How a Slack bot is using analytics to better understand usage and improve the product offering.

Our team had been exploring Slack and Facebook Messenger bots and recently launched a Slack bot, Game Monk — it enables teams to play trivia amongst themselves.

On launch, the team wanted to better understand the usage of the bot to be able to improve the gameplay and user experience.

The issue is traditional analytics tools do not work well for bots

The tracking mechanisms are different.

  • Client side doesn’t work
  • Event based tracking overlooks rich information from the chat threads

The types of data captured are different

  • Users aren’t just clicking buttons or web links — they can post rich media into a bot like gifs and audio; pose free form, natural language questions; and even send in location information

The processing is different

  • With so many different types of data, the processing is inherently different
  • How do you handle sessions in Slack when you can have multiple users coming and going in a room, interacting with a bot?

The types of metrics you can get with bots are much richer, and more actionable

  • There’s sentiment analysis, conversational analytics, and AI response effectiveness — all which can be used to improve the bot experience

Dashbot to the rescue!

Realizing analytics were missing, the team switched focus to build a bot specific analytics platform — enabling other bot makers to have rich analytics as well.

With Dashbot, we’re able to see core usage metrics and more importantly, bot specific analytics — sentiment analysis, conversational analytics, AI response effectiveness, and even the fully recreated session transcripts.

Team Metrics

One of the basic metrics we wanted to see is how many Slack Teams installed the bot and how frequently they engaged.

With Dashbot, we can do that:

![](https://i.dashbot.io/wp-home/uploads/2016/06/07160052/0_hLvlcpLF9_68DKOK.png)
![](https://i.dashbot.io/wp-home/uploads/2016/06/07160523/0_e9Q2QMtaB-LPT8y6.png)
In addition, we can drill down into the teams to see individual metrics around usage, sentiment, and messaging.

Session Handling

Session handling in Slack is quite interesting. Multiple users can interact with a bot in the same room and come and go — so what’s the session? This is quite a bit different from traditional web or mobile usage where one user is interacting one-on-one with the site or app.

With Dashbot, we’re able to calculate and report on true bot sessions.

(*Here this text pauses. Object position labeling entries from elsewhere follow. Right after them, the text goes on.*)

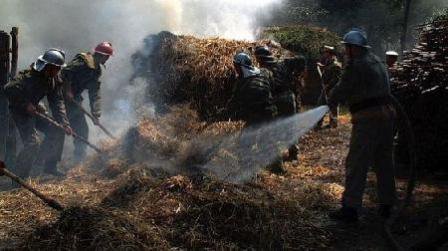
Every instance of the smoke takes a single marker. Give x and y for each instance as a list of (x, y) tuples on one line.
[(77, 26), (238, 158)]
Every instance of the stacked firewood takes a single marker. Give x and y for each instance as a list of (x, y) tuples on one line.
[(420, 83)]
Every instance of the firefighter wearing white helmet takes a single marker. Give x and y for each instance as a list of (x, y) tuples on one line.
[(24, 94), (82, 74), (391, 58), (252, 94), (364, 86)]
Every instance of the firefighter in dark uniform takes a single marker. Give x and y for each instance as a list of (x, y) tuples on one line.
[(330, 69), (24, 94), (252, 99), (284, 91), (284, 72), (364, 86), (81, 74)]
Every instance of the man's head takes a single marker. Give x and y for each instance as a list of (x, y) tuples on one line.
[(296, 64), (50, 63), (103, 52), (243, 65), (355, 42), (329, 51), (263, 55), (391, 58)]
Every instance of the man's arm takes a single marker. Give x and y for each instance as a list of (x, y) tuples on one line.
[(344, 88), (57, 104), (14, 91), (95, 98)]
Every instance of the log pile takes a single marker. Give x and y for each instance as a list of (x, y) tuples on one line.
[(420, 82)]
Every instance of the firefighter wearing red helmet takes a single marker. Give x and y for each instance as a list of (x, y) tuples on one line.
[(83, 74)]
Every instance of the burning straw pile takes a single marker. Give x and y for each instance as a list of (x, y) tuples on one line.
[(138, 197), (421, 84), (186, 69)]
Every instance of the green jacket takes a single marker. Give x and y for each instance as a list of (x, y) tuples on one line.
[(331, 74), (81, 74), (363, 78), (31, 86), (252, 98)]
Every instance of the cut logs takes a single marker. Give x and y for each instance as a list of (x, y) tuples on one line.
[(420, 83)]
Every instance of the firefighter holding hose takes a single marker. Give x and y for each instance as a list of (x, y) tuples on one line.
[(364, 86), (83, 73), (24, 94)]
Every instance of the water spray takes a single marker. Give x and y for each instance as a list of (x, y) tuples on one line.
[(239, 157)]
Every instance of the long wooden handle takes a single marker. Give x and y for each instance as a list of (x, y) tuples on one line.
[(59, 126), (93, 119), (50, 202)]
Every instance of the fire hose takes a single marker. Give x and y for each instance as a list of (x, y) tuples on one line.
[(93, 119), (405, 127), (59, 126), (49, 201)]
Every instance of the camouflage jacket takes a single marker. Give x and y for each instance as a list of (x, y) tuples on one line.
[(282, 78), (331, 74), (252, 98), (363, 78), (81, 74), (31, 86)]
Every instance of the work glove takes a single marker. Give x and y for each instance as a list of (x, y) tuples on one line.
[(68, 130), (96, 120), (31, 109), (2, 167)]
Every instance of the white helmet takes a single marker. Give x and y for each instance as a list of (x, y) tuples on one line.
[(356, 37), (392, 53), (51, 56)]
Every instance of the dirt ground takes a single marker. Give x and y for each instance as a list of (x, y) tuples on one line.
[(312, 187)]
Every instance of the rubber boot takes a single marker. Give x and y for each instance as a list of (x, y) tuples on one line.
[(345, 214)]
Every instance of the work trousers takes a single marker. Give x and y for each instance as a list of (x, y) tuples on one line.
[(333, 113), (49, 151), (371, 145), (79, 125)]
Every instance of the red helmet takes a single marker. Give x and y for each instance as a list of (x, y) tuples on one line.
[(105, 48)]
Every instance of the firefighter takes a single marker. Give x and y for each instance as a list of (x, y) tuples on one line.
[(284, 71), (286, 95), (24, 94), (364, 86), (81, 74), (391, 62), (331, 70), (252, 99), (391, 58)]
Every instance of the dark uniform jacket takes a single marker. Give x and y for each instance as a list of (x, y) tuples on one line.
[(331, 74), (31, 86), (252, 98), (363, 78), (283, 88), (364, 85), (83, 74)]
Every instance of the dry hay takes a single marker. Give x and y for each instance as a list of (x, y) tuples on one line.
[(94, 228), (165, 144), (420, 83), (210, 214), (186, 69)]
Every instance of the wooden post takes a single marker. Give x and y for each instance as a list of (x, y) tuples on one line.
[(4, 78), (11, 141)]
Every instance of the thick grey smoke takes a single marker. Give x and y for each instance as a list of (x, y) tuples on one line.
[(239, 157), (77, 26)]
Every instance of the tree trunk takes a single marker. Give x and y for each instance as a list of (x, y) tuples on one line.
[(404, 35)]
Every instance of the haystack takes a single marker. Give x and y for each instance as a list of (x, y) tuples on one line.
[(420, 82), (309, 42), (186, 69)]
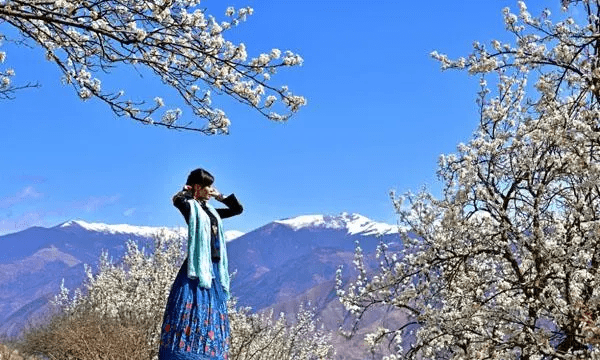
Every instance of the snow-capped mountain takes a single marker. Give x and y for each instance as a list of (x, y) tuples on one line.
[(278, 265), (354, 224), (141, 231)]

Notice how in some cases there are more users than sessions, and others more sessions than users, that’s because multiple users can be in the session at the same time.

![](https://i.dashbot.io/wp-home/uploads/2016/06/07160051/0_begx-Y4gS8CD_qkt.png)
At the same time, users can continue to interact in a chat room without communicating with the bot — there needed to be a way to ignore those non-bot messages, and we incorporated that into our platform.

Sentiment Analysis

What do users think of your bot? Do they like it? Are they ecstatic or are they getting frustrated?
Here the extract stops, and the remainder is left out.